Another reason, Gates said, is that the military's decision-making process has become bogged down.

By way of illustration, Gates recounted the beleaguered history of a deployment request that landed on his desk to send a single dog-handling team to Afghanistan. The paperwork first had to be approved by five four-star commanders: the chief of U.S. Central Command, the commander of the International Security Assistance Force in Afghanistan; the chairman of the Joint Chiefs of Staff; the Army chief of staff; and the supreme allied commander for Europe.

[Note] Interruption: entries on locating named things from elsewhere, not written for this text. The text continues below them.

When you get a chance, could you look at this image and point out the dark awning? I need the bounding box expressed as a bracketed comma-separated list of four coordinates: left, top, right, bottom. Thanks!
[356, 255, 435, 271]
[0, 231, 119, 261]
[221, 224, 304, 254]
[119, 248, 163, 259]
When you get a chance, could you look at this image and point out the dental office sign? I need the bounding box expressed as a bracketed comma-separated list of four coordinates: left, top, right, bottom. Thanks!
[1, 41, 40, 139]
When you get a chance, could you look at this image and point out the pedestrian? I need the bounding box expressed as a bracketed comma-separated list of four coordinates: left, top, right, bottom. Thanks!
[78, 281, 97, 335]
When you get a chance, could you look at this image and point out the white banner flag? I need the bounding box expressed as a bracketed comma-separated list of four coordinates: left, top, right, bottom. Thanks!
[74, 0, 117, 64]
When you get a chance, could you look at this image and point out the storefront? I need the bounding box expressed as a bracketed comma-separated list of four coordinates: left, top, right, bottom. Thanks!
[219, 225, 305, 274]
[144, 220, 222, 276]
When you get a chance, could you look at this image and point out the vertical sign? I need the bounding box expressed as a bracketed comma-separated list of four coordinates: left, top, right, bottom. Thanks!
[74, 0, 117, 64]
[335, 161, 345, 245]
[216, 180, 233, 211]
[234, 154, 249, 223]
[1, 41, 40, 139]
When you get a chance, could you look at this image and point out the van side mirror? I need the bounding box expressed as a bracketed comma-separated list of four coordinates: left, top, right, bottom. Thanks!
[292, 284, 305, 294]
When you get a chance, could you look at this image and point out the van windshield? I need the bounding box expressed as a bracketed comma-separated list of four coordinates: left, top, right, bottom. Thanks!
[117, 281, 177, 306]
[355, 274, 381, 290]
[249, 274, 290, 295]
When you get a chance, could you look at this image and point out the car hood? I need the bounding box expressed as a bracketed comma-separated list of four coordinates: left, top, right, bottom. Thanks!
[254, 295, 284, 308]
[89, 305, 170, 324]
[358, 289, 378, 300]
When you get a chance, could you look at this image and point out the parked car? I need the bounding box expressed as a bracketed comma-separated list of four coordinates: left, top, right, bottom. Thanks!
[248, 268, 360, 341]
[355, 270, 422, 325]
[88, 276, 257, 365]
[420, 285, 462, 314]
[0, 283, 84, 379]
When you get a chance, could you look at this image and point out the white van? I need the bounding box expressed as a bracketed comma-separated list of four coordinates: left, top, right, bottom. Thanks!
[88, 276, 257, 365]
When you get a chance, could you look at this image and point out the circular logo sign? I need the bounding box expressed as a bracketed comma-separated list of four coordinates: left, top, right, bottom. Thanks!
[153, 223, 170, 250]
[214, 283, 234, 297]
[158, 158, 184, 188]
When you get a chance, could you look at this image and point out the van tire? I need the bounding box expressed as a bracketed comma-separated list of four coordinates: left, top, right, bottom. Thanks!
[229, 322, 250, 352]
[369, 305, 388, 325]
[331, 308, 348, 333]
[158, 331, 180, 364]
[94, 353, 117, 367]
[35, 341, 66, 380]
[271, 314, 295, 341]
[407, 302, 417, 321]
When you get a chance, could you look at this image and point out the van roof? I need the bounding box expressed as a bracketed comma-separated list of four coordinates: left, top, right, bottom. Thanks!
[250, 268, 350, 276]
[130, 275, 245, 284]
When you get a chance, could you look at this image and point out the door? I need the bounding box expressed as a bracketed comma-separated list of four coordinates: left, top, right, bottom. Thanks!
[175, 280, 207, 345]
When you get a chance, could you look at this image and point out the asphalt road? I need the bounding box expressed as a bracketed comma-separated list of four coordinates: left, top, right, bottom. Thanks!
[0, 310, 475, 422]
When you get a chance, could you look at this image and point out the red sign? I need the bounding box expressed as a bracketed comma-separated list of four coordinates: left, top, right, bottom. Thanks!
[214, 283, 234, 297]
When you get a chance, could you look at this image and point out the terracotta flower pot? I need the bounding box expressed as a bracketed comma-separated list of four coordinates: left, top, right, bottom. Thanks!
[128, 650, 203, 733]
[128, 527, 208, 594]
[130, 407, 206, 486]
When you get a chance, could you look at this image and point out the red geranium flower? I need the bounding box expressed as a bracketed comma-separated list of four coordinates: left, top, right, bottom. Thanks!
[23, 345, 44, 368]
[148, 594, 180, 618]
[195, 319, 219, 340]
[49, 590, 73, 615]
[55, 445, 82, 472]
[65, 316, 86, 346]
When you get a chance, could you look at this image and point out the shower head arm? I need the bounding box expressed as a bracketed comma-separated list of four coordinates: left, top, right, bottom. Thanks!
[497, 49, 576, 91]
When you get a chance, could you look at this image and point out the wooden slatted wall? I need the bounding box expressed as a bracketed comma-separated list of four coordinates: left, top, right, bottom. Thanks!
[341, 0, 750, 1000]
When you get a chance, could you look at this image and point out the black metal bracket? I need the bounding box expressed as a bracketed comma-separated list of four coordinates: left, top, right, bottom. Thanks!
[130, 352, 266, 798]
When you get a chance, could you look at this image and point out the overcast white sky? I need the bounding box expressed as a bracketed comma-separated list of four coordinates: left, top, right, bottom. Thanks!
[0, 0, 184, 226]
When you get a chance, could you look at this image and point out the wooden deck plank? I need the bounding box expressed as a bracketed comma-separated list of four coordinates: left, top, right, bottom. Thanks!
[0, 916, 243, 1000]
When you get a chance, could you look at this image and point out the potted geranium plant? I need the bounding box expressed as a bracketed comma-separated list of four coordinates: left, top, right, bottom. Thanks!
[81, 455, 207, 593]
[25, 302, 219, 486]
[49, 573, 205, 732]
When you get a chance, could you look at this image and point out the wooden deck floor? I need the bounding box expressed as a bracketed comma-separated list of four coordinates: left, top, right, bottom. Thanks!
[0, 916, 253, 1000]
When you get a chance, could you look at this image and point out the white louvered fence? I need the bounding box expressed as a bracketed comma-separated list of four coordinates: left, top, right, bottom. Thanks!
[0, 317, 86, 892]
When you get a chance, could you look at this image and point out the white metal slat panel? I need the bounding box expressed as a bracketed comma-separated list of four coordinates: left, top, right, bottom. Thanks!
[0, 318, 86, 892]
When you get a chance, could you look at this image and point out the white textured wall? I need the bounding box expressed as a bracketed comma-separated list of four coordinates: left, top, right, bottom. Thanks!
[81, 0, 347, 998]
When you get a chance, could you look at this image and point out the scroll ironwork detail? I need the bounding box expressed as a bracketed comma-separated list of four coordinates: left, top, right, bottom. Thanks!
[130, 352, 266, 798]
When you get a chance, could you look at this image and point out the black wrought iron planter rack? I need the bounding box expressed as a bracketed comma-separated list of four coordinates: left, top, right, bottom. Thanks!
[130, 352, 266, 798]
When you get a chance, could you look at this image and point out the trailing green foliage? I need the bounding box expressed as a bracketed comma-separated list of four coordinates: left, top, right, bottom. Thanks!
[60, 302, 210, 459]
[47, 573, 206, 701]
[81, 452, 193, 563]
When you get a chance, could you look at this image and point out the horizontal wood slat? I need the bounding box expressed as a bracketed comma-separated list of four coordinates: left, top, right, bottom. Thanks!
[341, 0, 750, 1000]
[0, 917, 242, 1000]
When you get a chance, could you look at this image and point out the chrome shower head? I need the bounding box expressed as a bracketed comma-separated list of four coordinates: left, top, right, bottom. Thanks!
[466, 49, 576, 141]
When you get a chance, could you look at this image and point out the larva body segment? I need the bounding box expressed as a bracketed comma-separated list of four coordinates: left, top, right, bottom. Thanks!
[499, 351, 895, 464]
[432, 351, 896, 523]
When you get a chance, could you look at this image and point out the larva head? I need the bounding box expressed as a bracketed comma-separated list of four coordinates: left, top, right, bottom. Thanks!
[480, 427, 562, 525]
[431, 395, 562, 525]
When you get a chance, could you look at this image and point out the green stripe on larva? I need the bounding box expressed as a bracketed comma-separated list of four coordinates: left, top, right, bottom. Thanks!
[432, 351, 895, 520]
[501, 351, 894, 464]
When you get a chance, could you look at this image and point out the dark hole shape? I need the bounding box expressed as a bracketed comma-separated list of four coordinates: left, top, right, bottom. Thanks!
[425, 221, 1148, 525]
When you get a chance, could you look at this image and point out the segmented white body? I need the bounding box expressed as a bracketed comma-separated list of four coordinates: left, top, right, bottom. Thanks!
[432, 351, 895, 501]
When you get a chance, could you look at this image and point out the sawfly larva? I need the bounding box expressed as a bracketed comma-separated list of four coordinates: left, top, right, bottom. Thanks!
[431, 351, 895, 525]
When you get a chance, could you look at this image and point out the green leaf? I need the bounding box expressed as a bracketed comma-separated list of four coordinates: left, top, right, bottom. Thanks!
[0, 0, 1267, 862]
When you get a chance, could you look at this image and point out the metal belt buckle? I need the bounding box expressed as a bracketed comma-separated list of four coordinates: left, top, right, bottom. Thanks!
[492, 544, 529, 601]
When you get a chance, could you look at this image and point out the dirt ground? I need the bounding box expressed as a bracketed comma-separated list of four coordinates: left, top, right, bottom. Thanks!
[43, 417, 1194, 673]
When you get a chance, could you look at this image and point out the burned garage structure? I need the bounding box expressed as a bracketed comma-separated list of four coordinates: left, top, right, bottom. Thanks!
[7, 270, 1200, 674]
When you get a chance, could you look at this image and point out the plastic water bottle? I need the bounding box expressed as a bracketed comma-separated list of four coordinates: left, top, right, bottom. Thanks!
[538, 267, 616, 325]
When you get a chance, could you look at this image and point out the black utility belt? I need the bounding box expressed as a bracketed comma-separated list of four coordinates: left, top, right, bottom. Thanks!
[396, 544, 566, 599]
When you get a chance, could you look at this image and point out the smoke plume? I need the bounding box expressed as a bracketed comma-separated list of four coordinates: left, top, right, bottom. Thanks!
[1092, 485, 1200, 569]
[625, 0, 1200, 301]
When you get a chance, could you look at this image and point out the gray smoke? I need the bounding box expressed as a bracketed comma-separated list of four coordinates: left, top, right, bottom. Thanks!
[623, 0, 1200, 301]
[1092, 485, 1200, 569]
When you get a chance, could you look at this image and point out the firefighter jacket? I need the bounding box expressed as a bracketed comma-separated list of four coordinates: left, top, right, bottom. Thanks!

Analysts said there are some legitimate reasons why the number of brass has increased disproportionately to the size of the armed forces. Some commanders have been activated temporarily from the reserves to take part in the wars in Afghanistan and Iraq. The military has also placed more emphasis on joint operations involving all the armed services, resulting in more high-level commands.

Raymond F. DuBois, a defense official during the George W. Bush administration, said he would advise Gates to take a methodical approach by targeting 20 percent of all four-star commanders and reclassifying their jobs as three-star generals and admirals. Then he would take 20 percent of the three-star officers and take them down to two stars, and keep doing the same until the ranks are flattened out. "Start with the top, don't start with the bottom," he said.

But DuBois added that he would be reluctant to cut many one-star jobs, which he said are necessary to keep as career incentives for ambitious colonels and captains.

"In a military that needs to retain its best and brightest," said DuBois, a senior adviser at the Center for Strategic and International Studies, "it is an enormously important retention factor."